With the other gene, ASPM, a new allele emerged 14,100 to 500 years
ago, the researchers favoring a midway date of 5,800 years. The allele
has attained a frequency of about 50 percent in populations of the
Middle East and Europe, is less common in East Asia, and is found at
low frequency in some sub-Saharan Africa peoples.
The Chicago team suggests that the new microcephalin allele may have
arisen in Eurasia or as the first modern humans emigrated from Africa
some 50,000 years ago. They note that the ASPM allele emerged about
the same time as the spread of agriculture in the Middle East 10,000
years ago and the emergence of the civilizations of the Middle East
some 5,000 years ago, but say that any connection is not yet clear.
Dr. Lahn said there might be a fair number of genes that affect the
size of the brain, each making a small difference yet one that can be
acted on by natural selection. "It's likely that different populations
would have a different makeup of these genes, so it may all come out
in the wash," he said. In other words, East Asians and Africans
probably have other brain-enhancing alleles, not yet discovered, that
have spread to high frequency in their populations.
He said he expected that more such allele differences between
populations would come to light, as have differences in patterns of
genetic disease. "I do think this kind of study is a harbinger for
what might become a rather controversial issue in human population
research," Dr. Lahn said. But he said his data and other such findings
"do not necessarily lead to prejudice for or against any particular
population."
A greater degree of concern was expressed by Francis S. Collins,
director of the National Human Genome Research Institute. Dr. Collins
said that even if the alleles were indeed under selection, it was
still far from clear why they had risen to high frequency, and that
"one should resist strongly the conclusion that it has to do with
brain size, because the selection could be operating on any other not
yet defined feature." He said he was worried about the way these
papers will be interpreted.
Sarah Tishkoff, a geneticist at the University of Maryland and a
co-author of both studies, said the statistical signature of selection
on the two genes was "one of the strongest that I've seen." But she,
like Dr. Collins, said that "we don't know what these alleles are
doing" and that specific tests were required to show that they in fact
influenced brain development or were selected for that reason.
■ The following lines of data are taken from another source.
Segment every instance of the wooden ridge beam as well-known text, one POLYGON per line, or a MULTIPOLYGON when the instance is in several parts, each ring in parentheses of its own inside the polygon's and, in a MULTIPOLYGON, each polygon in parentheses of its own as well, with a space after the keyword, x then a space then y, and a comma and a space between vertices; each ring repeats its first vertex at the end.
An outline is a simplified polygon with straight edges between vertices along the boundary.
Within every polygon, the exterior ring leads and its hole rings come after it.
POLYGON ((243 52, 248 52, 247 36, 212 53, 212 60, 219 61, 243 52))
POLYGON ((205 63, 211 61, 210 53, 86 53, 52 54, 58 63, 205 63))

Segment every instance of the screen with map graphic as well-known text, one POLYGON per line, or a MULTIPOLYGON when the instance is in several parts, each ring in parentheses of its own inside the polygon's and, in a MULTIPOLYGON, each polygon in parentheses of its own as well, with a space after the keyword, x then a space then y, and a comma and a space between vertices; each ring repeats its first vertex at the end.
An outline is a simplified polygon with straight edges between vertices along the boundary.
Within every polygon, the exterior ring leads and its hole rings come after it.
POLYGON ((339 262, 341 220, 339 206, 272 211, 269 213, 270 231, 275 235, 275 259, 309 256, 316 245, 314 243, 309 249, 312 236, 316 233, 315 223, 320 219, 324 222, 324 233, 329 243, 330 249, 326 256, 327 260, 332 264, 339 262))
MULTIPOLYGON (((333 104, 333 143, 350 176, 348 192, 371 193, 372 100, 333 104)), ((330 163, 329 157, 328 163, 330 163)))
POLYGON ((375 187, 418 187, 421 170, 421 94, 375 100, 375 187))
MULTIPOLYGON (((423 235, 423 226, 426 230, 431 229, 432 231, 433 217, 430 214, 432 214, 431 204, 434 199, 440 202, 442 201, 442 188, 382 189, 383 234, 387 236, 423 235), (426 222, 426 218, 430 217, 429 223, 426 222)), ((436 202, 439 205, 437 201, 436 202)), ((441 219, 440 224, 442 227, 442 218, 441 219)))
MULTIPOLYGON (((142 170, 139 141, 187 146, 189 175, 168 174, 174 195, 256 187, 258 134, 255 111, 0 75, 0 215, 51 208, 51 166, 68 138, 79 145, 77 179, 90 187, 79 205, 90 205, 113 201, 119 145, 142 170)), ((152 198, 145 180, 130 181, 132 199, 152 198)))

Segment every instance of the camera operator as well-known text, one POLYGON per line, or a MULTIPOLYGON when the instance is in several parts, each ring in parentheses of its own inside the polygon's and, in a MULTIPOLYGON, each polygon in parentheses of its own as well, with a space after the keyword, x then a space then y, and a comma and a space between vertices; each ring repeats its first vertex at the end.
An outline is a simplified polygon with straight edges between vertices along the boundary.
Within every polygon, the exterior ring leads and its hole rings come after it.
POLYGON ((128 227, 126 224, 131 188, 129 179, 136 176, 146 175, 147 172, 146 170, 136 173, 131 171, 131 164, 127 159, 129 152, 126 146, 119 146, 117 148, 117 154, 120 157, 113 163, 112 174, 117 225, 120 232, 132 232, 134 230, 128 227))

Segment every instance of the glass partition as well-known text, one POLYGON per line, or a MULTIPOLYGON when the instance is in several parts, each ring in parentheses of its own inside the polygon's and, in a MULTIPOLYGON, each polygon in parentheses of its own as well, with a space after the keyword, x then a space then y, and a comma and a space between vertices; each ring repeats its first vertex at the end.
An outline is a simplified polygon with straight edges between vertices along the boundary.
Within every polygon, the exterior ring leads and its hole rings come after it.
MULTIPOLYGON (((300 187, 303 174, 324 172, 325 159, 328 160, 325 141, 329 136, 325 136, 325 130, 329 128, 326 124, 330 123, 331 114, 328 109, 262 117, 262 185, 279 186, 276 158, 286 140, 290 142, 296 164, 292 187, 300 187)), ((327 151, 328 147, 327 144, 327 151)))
Dr. Lahn acknowledges this point, writing in his article that "it
remains formally possible that an unrecognized function of
microcephalin outside of the brain is actually the substrate of
selection."
Another geneticist, David Goldstein of Duke University, said that the
new study was "very well done," but that "it is a real stretch to
argue for example that microcephalin is under selection and that that
selection must be related to brain size or cognitive function." The
gene could have risen to prominence through a random process known as
genetic drift, Dr. Goldstein said.
Richard Klein, an archaeologist who has proposed that modern human
behavior first appeared in Africa because of some genetic change that
promoted innovativeness, said the time of emergence of the
microcephalin allele "sounds like it could support my idea." If the
allele did support enhanced cognitive function, "it's hard to
understand why it didn't get fixed at 100 percent nearly everywhere,"
he said.
Dr. Klein suggested the allele might have spread for a different
reason, that as people colonizing East Asia and Europe pushed north,
they adapted to colder climates.
Commenting on critics' suggestions that the alleles could have spread
for reasons other than the effects on the brain, Dr. Lahn said he
thought such objections were in part scientifically based and in part
because of a reluctance to acknowledge that selection could affect a
trait as controversial as brain function.
The microcephalin and ASPM genes are known to be involved in
determining brain size and so far have no other known function, he
said. They are known to have been under strong selective pressure as
brain size increased from monkeys to humans, and the chances seem
"pretty good" the new alleles are continuing that, he said.
Dr. Lahn said he had tested Dr. Goldstein's idea of alleles' spreading
through drift and found it unlikely.